La dysfonction métabolique est associée à un grand nombre de facteurs de mode de vie comme l’alimentation, l’exercice, le stress, le sommeil et les substances toxiques. L’adaptation du mode de vie peut considérablement améliorer la santé métabolique et réduit le risque de toutes les maladies chroniques mentionnées. Une intervention réussie sur le mode de vie a un effet favorable sur les affections existantes avec une diminution des complications et d’autres maladies, et donne ainsi une amélioration de la qualité de vie.

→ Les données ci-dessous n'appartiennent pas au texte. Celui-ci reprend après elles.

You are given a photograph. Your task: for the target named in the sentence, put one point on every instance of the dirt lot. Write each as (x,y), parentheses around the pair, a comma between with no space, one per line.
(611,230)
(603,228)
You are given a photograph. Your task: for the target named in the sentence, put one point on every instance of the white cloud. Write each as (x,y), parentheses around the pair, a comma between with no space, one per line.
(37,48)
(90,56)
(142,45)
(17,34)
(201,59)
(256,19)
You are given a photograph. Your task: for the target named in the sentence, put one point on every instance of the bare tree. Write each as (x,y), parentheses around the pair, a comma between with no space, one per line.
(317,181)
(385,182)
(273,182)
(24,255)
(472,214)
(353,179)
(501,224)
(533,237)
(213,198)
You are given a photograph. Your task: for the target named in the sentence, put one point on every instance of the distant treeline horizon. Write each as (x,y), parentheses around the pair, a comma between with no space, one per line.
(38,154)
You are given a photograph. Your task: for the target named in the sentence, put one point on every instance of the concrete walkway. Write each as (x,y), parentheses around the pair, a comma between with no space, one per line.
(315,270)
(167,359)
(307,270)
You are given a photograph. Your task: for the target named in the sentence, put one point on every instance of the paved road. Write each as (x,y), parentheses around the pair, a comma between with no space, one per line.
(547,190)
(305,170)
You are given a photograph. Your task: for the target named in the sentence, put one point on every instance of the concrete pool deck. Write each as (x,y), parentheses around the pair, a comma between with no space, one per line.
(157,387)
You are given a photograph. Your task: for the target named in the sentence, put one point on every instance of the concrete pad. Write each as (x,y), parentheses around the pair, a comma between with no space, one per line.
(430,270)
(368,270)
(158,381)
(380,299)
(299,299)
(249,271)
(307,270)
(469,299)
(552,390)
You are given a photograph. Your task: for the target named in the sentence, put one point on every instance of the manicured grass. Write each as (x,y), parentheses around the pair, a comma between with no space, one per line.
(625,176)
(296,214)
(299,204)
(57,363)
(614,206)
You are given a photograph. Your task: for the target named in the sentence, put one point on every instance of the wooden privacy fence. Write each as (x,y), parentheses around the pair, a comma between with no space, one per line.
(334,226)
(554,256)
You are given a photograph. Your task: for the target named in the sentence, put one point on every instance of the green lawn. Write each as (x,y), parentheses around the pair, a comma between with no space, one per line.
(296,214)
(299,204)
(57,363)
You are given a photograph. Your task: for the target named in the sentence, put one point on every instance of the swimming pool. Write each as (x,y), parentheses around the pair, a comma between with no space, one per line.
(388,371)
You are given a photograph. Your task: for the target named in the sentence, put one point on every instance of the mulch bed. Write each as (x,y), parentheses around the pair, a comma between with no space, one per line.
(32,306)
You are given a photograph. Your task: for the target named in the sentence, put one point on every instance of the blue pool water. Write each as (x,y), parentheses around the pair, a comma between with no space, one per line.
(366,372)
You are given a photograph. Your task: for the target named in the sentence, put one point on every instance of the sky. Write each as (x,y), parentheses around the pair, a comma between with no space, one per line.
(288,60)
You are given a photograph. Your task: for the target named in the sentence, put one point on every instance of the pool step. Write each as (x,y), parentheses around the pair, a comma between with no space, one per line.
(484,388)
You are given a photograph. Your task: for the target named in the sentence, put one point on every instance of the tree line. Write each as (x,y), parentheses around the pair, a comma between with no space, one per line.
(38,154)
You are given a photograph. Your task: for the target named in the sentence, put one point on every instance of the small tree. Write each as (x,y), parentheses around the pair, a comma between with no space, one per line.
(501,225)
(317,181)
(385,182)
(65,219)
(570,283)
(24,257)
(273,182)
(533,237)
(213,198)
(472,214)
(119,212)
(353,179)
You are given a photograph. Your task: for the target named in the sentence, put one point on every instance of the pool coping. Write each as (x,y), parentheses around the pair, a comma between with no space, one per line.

Dans un webinaire pour Je Leefstijl Als Medicijn, Yvo Sijpkens a expliqué la dysfonction métabolique. Regardez-le ici.

Veelgestelde vragen

Quelles sont les principales causes de la dysfonction métabolique ?

La dysfonction métabolique est principalement causée par des facteurs de mode de vie moderne. Les plus importants sont : la surconsommation d'aliments ultra-transformés (61% de l'apport énergétique moyen néerlandais), le manque d'exercice, le stress chronique, le manque de sommeil, le tabagisme, la consommation excessive d'alcool et l'exposition aux polluants environnementaux. Ces facteurs contribuent à l'insulinorésistance et à l'inflammation de bas grade, les deux mécanismes principaux derrière la dysfonction métabolique.

Comment puis-je reconnaître si je suis insulinorésistant ?

L'insulinorésistance peut être reconnue par : une accumulation de graisse autour de la taille (tour de taille >102 cm pour les hommes, >88 cm pour les femmes), une pression artérielle élevée (>135/85 mmHg), des taches de peau foncées (acanthosis nigricans), des acrochordons, un SOPK ou des troubles érectiles, des antécédents familiaux de maladies cardiaques/diabète, et des chevilles épaisses. Les valeurs sanguines indiquant une insulinorésistance sont : glucose à jeun >5,5 mmol/L, triglycérides >1,7 mmol/L et faible cholestérol HDL (&lt;1,03 mmol/L pour les hommes, &lt;1,29 mmol/L pour les femmes).

Quelles adaptations du mode de vie aident à prévenir le diabète de type 2 ?

Les adaptations du mode de vie les plus efficaces pour la prévention du diabète sont : réduire les aliments ultra-transformés (sucres ajoutés, amidon raffiné, huiles de graines), choisir des aliments à faible charge glycémique, limiter les glucides (souvent en dessous de 50g par jour pour les personnes insulinorésistantes), limiter le nombre de repas à 2-3 par jour, faire de l'exercice régulièrement, avoir une bonne hygiène de sommeil, gérer le stress, et éviter le tabac et la consommation excessive d'alcool.

Pourquoi la graisse abdominale est-elle plus dangereuse que la graisse ailleurs ?

La graisse abdominale (graisse viscérale) est plus dangereuse car les cellules graisseuses de l'abdomen sécrètent des molécules pro-inflammatoires qui entravent l'action de l'insuline. Ces cellules graisseuses produisent des acides gras libres et des cytokines comme le TNF-α, l'IL-1β et l'IL-6, qui aggravent l'insulinorésistance. La graisse abdominale est donc directement liée à un risque accru de diabète de type 2, de maladies cardiovasculaires, de cancer, de démence, de Parkinson et d'autres maladies chroniques.

Quels sont les effets prouvés de la restriction des glucides sur les problèmes métaboliques ?

Plusieurs études montrent que la restriction des glucides est efficace pour les problèmes métaboliques, en particulier pour les personnes atteintes de (pré)diabète. Neuf études (3 méta-analyses et 6 ECR) avec un total de plus de 5 000 participants montrent que la restriction thérapeutique des glucides est plus efficace que la restriction des graisses pour améliorer la santé métabolique. Cela fonctionne parce que la restriction des glucides réduit les pics d'insuline, diminuant ainsi l'insulinorésistance et permettant au corps de mieux brûler les graisses comme source d'énergie.

Quel rôle joue l'inflammation chronique dans les problèmes de santé ?

L'inflammation chronique (de bas grade) joue un rôle central dans la dysfonction métabolique et les problèmes de santé qui en découlent. Les aliments transformés stimulent les processus inflammatoires par le stress oxydatif et la formation de produits de glycation avancée (AGE). Les aliments ultra-transformés peuvent également conduire à un microbiome intestinal perturbé et à une perméabilité intestinale accrue, permettant aux composants bactériens d'entrer dans la circulation sanguine et de provoquer des réactions inflammatoires.